“I’m good, Michael. Promise.” She reached out and gripped his forearm with a firm hold, squeezing a little as evidence she was steady. “I’ll text you later, okay?”
“Let me know where you are, and I’ll come pick you up.” He led her to the door of the conference room, then paused with his hand on the door handle. “What is it about you and me and conference rooms?”
She laughed quickly, then went up on her toes to press a kiss to the corner of his mouth. Lightning fast, she was already pulling away again, as if not wanting to give him the chance to pull her back.
“We’ll talk about it,” he promised. That dimmed some of her joy, which he hated to see. But they had to talk, and he wasn’t going to put it off any longer.
Chapter 8
As she turned left out of the office building that housed Michael’s lawyer’s firm, she did a quick double take.
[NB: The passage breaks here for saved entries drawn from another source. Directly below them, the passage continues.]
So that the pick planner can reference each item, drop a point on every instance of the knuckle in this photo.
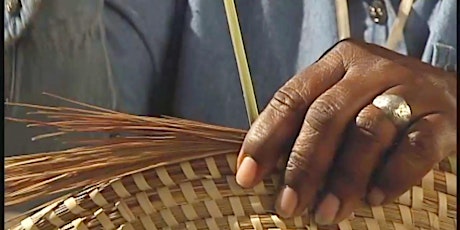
(299, 169)
(297, 161)
(287, 99)
(322, 112)
(350, 177)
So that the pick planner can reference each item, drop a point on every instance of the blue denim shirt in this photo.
(175, 57)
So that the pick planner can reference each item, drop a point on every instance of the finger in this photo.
(323, 129)
(362, 150)
(365, 142)
(425, 143)
(273, 133)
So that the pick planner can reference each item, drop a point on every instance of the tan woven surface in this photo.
(168, 173)
(203, 194)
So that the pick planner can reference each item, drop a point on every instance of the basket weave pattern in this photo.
(203, 194)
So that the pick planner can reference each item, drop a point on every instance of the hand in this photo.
(342, 149)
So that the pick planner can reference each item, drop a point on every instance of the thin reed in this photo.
(157, 173)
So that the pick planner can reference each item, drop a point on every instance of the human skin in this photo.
(342, 149)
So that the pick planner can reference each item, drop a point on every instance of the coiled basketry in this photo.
(184, 179)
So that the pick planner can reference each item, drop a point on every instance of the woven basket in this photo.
(201, 193)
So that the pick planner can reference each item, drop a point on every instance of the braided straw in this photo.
(180, 176)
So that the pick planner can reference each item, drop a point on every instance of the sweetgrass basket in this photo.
(186, 185)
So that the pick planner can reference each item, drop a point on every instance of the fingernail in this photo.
(247, 172)
(375, 197)
(327, 210)
(286, 202)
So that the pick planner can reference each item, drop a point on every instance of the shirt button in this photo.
(13, 6)
(378, 12)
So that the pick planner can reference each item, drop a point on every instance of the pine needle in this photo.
(140, 143)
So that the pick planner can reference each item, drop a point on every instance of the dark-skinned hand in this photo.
(342, 150)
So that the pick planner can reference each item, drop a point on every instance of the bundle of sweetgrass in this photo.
(152, 173)
(169, 173)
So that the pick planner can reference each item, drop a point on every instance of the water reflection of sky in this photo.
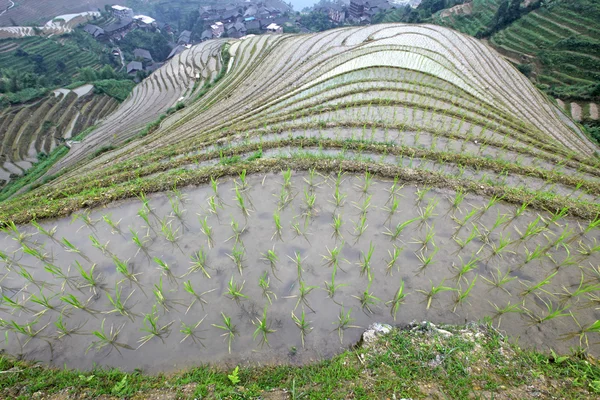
(300, 4)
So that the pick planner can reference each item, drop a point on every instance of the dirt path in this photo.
(576, 111)
(594, 111)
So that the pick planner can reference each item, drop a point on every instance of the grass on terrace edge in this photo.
(405, 363)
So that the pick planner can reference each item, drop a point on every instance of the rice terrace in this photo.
(263, 200)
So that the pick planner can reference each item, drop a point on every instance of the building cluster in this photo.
(124, 21)
(243, 18)
(358, 11)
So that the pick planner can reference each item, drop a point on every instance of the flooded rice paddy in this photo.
(231, 261)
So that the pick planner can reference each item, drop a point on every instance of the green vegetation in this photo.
(472, 362)
(39, 169)
(30, 67)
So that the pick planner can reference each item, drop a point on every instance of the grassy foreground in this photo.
(418, 361)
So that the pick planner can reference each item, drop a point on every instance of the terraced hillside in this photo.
(473, 18)
(26, 12)
(58, 58)
(564, 38)
(59, 25)
(30, 129)
(324, 181)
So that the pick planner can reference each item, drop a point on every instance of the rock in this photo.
(375, 329)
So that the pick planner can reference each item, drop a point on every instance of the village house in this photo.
(217, 29)
(274, 28)
(121, 12)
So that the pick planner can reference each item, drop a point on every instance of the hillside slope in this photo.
(38, 127)
(310, 184)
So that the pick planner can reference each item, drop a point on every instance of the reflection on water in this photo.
(256, 255)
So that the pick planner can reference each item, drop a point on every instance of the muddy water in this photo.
(167, 352)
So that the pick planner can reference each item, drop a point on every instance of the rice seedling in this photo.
(331, 287)
(176, 207)
(534, 228)
(166, 229)
(461, 296)
(87, 220)
(420, 193)
(207, 231)
(587, 250)
(552, 311)
(237, 255)
(153, 329)
(243, 185)
(70, 248)
(44, 301)
(536, 254)
(463, 222)
(366, 184)
(235, 291)
(229, 328)
(465, 268)
(241, 202)
(583, 331)
(102, 247)
(368, 299)
(311, 181)
(344, 322)
(63, 330)
(58, 274)
(498, 249)
(278, 227)
(429, 211)
(434, 291)
(26, 330)
(90, 281)
(49, 233)
(271, 258)
(23, 273)
(365, 262)
(237, 231)
(394, 191)
(397, 300)
(119, 305)
(263, 328)
(189, 331)
(338, 198)
(395, 234)
(199, 263)
(74, 302)
(364, 207)
(114, 225)
(459, 197)
(393, 259)
(303, 325)
(37, 253)
(428, 239)
(426, 260)
(582, 288)
(499, 280)
(165, 269)
(17, 305)
(123, 268)
(309, 203)
(538, 286)
(509, 308)
(333, 257)
(11, 230)
(264, 282)
(198, 297)
(360, 226)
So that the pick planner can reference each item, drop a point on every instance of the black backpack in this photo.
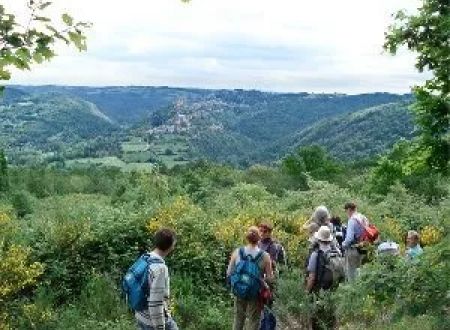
(329, 271)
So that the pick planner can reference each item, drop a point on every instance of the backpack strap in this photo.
(319, 268)
(242, 254)
(258, 256)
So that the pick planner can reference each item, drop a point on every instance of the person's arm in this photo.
(268, 271)
(350, 234)
(231, 264)
(158, 289)
(310, 282)
(312, 268)
(282, 256)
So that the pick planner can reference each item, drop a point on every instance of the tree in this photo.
(4, 181)
(428, 34)
(23, 45)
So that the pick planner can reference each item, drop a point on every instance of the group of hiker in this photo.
(336, 252)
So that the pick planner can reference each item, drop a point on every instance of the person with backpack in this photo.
(356, 232)
(272, 247)
(324, 272)
(249, 272)
(413, 248)
(147, 282)
(339, 230)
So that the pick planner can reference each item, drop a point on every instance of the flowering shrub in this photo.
(430, 235)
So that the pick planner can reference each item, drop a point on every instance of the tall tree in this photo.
(428, 34)
(34, 42)
(4, 181)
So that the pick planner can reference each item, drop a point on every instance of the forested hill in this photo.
(175, 125)
(358, 135)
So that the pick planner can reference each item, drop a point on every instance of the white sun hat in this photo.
(324, 234)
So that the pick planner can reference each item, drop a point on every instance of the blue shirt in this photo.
(414, 252)
(354, 230)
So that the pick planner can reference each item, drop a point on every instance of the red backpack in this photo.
(370, 232)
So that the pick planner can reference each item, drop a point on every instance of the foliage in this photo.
(391, 288)
(427, 33)
(34, 41)
(87, 227)
(22, 203)
(4, 180)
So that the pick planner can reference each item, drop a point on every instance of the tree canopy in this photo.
(428, 34)
(22, 45)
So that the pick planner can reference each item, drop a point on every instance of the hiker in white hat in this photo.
(320, 274)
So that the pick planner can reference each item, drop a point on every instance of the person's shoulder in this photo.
(265, 255)
(314, 254)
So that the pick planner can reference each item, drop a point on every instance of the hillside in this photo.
(359, 135)
(51, 123)
(175, 125)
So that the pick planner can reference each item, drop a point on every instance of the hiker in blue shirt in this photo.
(248, 309)
(353, 256)
(414, 249)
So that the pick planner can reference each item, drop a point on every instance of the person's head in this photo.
(164, 241)
(336, 221)
(350, 208)
(265, 230)
(252, 236)
(312, 228)
(413, 238)
(321, 215)
(323, 235)
(388, 248)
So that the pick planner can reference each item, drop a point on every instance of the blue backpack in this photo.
(246, 278)
(135, 284)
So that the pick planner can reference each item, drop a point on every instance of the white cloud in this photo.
(283, 45)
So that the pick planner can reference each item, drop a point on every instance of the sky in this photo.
(274, 45)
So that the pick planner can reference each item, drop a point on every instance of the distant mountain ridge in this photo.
(241, 127)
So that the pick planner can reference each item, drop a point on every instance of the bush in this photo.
(392, 288)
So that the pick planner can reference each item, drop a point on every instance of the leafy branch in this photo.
(21, 46)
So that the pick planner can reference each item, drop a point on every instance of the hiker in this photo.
(339, 230)
(249, 272)
(355, 230)
(322, 275)
(321, 216)
(272, 247)
(388, 248)
(156, 314)
(414, 249)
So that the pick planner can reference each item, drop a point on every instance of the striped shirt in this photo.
(157, 313)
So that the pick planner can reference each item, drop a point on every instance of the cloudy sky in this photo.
(277, 45)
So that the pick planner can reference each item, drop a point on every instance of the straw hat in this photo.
(324, 234)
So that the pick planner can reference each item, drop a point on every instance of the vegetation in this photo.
(74, 232)
(428, 33)
(34, 41)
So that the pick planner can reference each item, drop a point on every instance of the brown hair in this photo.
(252, 235)
(350, 206)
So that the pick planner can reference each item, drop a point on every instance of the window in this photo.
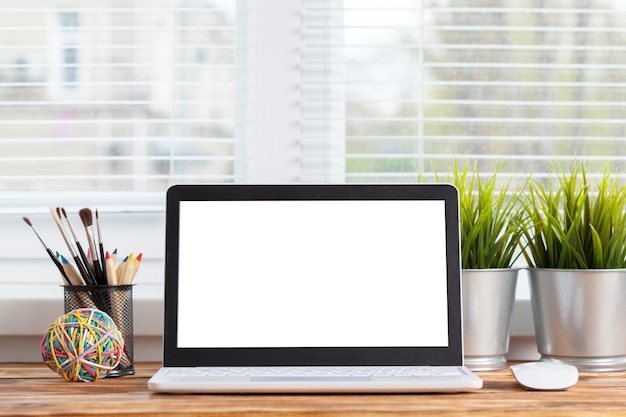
(149, 94)
(401, 84)
(118, 96)
(111, 101)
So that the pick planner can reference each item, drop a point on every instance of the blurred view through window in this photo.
(406, 83)
(116, 95)
(136, 95)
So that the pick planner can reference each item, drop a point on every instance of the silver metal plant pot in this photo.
(579, 317)
(488, 297)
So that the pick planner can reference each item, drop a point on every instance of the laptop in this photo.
(312, 288)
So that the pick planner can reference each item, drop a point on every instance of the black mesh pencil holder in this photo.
(117, 302)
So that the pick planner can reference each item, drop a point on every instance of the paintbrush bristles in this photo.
(86, 217)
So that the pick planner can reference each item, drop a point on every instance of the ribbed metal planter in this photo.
(488, 297)
(579, 317)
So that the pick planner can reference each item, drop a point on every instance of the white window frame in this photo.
(273, 136)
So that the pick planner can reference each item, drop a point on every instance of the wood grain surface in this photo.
(34, 390)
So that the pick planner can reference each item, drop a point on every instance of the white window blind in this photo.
(118, 95)
(391, 86)
(135, 96)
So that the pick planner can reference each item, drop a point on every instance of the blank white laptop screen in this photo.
(312, 274)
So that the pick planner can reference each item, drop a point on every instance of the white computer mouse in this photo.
(553, 376)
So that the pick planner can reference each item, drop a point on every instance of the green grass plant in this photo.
(490, 219)
(575, 224)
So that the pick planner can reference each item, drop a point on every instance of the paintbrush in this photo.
(83, 269)
(86, 217)
(61, 212)
(105, 277)
(54, 259)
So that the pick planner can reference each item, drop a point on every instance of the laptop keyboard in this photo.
(320, 371)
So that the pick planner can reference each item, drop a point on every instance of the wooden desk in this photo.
(32, 389)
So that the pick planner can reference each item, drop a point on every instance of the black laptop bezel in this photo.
(328, 356)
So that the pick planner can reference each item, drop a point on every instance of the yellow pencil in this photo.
(110, 267)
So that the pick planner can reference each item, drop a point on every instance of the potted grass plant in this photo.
(491, 225)
(575, 248)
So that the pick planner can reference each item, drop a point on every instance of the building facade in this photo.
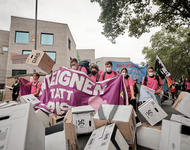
(53, 38)
(86, 54)
(102, 60)
(4, 42)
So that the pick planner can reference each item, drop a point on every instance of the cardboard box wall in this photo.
(124, 119)
(181, 119)
(20, 129)
(40, 59)
(10, 80)
(149, 136)
(174, 136)
(107, 138)
(152, 112)
(182, 104)
(70, 133)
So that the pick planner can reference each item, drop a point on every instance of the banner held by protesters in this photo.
(65, 88)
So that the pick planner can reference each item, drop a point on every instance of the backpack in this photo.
(146, 79)
(98, 77)
(105, 75)
(85, 64)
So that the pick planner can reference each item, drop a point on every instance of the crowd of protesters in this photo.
(152, 81)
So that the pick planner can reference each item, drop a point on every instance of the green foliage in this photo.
(173, 48)
(138, 16)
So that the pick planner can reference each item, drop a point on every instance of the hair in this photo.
(150, 67)
(109, 63)
(74, 60)
(124, 69)
(94, 66)
(37, 74)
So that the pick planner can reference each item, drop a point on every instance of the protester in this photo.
(15, 89)
(94, 75)
(109, 73)
(183, 85)
(187, 83)
(130, 87)
(173, 91)
(35, 84)
(75, 66)
(154, 82)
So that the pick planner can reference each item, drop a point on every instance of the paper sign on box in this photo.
(152, 112)
(106, 138)
(83, 119)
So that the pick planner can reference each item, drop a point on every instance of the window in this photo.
(21, 37)
(25, 52)
(5, 49)
(46, 38)
(52, 55)
(69, 44)
(18, 72)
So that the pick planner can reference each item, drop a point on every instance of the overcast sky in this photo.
(81, 16)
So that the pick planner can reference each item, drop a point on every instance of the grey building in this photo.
(102, 60)
(86, 54)
(53, 38)
(4, 42)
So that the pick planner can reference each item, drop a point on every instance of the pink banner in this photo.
(65, 88)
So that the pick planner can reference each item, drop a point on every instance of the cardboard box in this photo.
(54, 119)
(83, 119)
(152, 112)
(174, 136)
(19, 59)
(107, 138)
(44, 118)
(182, 104)
(149, 136)
(181, 119)
(70, 134)
(29, 99)
(20, 129)
(40, 59)
(55, 141)
(124, 118)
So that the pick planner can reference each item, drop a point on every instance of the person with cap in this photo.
(109, 73)
(75, 65)
(130, 87)
(154, 82)
(94, 75)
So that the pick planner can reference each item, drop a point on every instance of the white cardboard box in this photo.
(182, 103)
(106, 138)
(181, 119)
(40, 59)
(152, 112)
(174, 136)
(20, 129)
(124, 119)
(43, 118)
(83, 119)
(149, 136)
(55, 141)
(29, 99)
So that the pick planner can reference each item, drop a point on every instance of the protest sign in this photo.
(135, 71)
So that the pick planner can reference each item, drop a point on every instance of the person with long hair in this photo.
(130, 87)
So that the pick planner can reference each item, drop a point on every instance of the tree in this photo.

She hadn’t been paying attention before when they’d driven here, or she would have realized it sooner. She knew where she was.
Sin’s Inn was two hundred yards away and probably closed at this early an hour. But she found her feet walking that direction before she could second-guess the choice. As she reached the closed glass doors leading to the bar, she sighed. What the hell was she expecting? A doorman to be there, ready to open the place up so she could go in and have a private moment in her own personal bar?
Something touched her shoulder. She shrieked and jumped a foot.
“Whoa, nice ups.”
Kat turned to find Stacy behind her. Her face was devoid of the dramatic makeup she’d worn the other night when they’d first met, but she wore the same style polo with the bar’s logo on it, same small shorts and sexy heels. Her dark hair was pulled into a sort of beehive hairdo that looked equal parts complex and effortless.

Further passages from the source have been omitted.